Jika ada, kita sama. Dan itu tidak terjadi sekali, berkali-kali. Kali ini bukan ulah siapa-siapa. Memang aku ditakdirkan untuk adu cepat dengan benda itu. Bus harapan jaya jurusan Surabaya-Kediri. Benda sialan ini yang membuat hatiku berdesir sampai sekarang.
Kalau bisa ku gambar, ku gambarkan keadaannya untuk kalian. Jadi, di sebuah perempatan, aku selalu berlomba dengan kendaraan kotak besar itu. Di suasana pagi yang kuharap tenang, cita-citaku hanya berjalan santai bersama seragam putih abu-abu kebanggaan. Setelah huru hara pagi yang tak pernah santai dengan rutinitas mengantar kue ke sekolah-sekolah dan pedagang-pedagang sayur, sebagai manusia normal, aku ingin santai menenteng tas biruku ke halte tempat pemuda pemudi menggantungkan masa depannya. Mereka santai duduk menunggu bus tak berperasaan itu. Aku berani memberi cap tak berperasaan, karena memang seperti itu keadaannya. Hampir setiap hari, aku terlambat hanya 1 menit. Bahkan tak sampai. Aku beradu nasib dengan kendaraan super cepat itu. Kita sama-sama berada di sisi yang sama, di perempatan, di seberang halte. Tapi tidak mungkin bus itu membukakan pintu untukku karena pintunya terbuka hanya ketika sampai di halte. Alhasil, kita sama-sama menyeberang, tapi "wus" kendaraan itu melaju cepat sedangkan aku masih harus waspada dengan kendaraan lain di kanan dan kiri perempatan, nyawaku lebih penting kan? Perlombaan yang jauh dari kata seimbang.

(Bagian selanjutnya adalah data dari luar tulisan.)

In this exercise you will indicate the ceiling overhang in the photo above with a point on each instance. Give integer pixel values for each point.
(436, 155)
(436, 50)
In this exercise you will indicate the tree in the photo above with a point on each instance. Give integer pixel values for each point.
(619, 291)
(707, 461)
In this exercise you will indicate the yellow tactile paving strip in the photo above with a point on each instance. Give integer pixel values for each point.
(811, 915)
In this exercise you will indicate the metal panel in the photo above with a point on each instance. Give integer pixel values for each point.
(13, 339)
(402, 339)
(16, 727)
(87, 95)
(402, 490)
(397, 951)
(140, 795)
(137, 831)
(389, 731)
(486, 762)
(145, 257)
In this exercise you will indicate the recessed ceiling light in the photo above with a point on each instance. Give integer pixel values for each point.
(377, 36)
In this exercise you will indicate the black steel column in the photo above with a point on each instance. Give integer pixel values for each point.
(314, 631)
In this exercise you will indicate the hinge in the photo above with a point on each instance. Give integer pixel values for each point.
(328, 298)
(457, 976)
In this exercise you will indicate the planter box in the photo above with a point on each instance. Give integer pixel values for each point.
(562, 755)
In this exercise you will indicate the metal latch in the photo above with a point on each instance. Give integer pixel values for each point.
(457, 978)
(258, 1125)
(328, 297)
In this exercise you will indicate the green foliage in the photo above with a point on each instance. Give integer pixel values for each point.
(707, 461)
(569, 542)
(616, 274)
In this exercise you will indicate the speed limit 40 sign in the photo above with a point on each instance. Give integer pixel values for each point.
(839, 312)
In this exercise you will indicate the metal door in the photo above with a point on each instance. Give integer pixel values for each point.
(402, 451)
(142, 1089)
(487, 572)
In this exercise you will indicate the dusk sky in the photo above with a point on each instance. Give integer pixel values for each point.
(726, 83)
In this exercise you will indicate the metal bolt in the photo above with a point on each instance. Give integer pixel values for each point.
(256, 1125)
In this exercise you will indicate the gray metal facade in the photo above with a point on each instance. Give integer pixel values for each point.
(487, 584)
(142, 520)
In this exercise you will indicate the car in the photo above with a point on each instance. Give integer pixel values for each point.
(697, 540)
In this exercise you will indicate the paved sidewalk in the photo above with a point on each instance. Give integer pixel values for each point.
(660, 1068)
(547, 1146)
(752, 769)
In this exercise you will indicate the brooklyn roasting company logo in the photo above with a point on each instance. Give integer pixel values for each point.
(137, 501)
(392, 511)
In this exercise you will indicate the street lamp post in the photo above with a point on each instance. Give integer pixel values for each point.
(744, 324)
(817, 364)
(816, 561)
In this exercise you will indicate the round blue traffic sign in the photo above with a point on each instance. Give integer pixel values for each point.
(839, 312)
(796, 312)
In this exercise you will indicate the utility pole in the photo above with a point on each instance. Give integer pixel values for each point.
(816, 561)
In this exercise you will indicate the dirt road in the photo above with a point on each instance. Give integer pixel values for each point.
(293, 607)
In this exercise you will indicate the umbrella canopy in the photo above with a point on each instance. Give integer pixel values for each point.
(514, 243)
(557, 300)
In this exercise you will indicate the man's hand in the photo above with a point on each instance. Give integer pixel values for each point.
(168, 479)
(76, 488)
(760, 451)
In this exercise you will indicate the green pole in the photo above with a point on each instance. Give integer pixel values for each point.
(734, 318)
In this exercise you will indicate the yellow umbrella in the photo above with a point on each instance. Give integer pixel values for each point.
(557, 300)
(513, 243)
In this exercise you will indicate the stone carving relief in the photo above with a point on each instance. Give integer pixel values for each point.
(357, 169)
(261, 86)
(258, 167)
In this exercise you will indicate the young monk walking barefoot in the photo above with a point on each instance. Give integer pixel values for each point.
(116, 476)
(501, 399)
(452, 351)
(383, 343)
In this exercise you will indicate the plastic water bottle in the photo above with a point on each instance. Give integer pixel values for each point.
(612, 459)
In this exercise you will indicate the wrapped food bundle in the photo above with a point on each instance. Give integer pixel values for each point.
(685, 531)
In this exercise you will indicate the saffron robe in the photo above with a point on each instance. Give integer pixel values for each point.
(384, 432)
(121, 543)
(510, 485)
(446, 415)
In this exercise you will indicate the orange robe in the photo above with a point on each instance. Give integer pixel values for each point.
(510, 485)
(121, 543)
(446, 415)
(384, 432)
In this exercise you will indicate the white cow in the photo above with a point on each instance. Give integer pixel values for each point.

Teriakan mulai dari yang terkencang hingga termanis hanya di balas senyum manis dari abang kernet. Tatapannya mengisyaratkan, tunggu bus selanjutnya, sambil mengangkat salah satu alisnya. Hal ini berarti aku harus nunggu 10-15 menit lagi, padahal bapak kesiswaan dengan tatapan sinisnya sudah menunggu di belakang pintu gerbang. Hanya kurang satu menit. Itulah penyesalan satu menit yang pernah ku alami. Andai bus itu terlambat satu menit. Andai aku mempercepat jalanku satu menit, andai-andai yang lain. Karena satu menit muncullah 15 menit kemudian.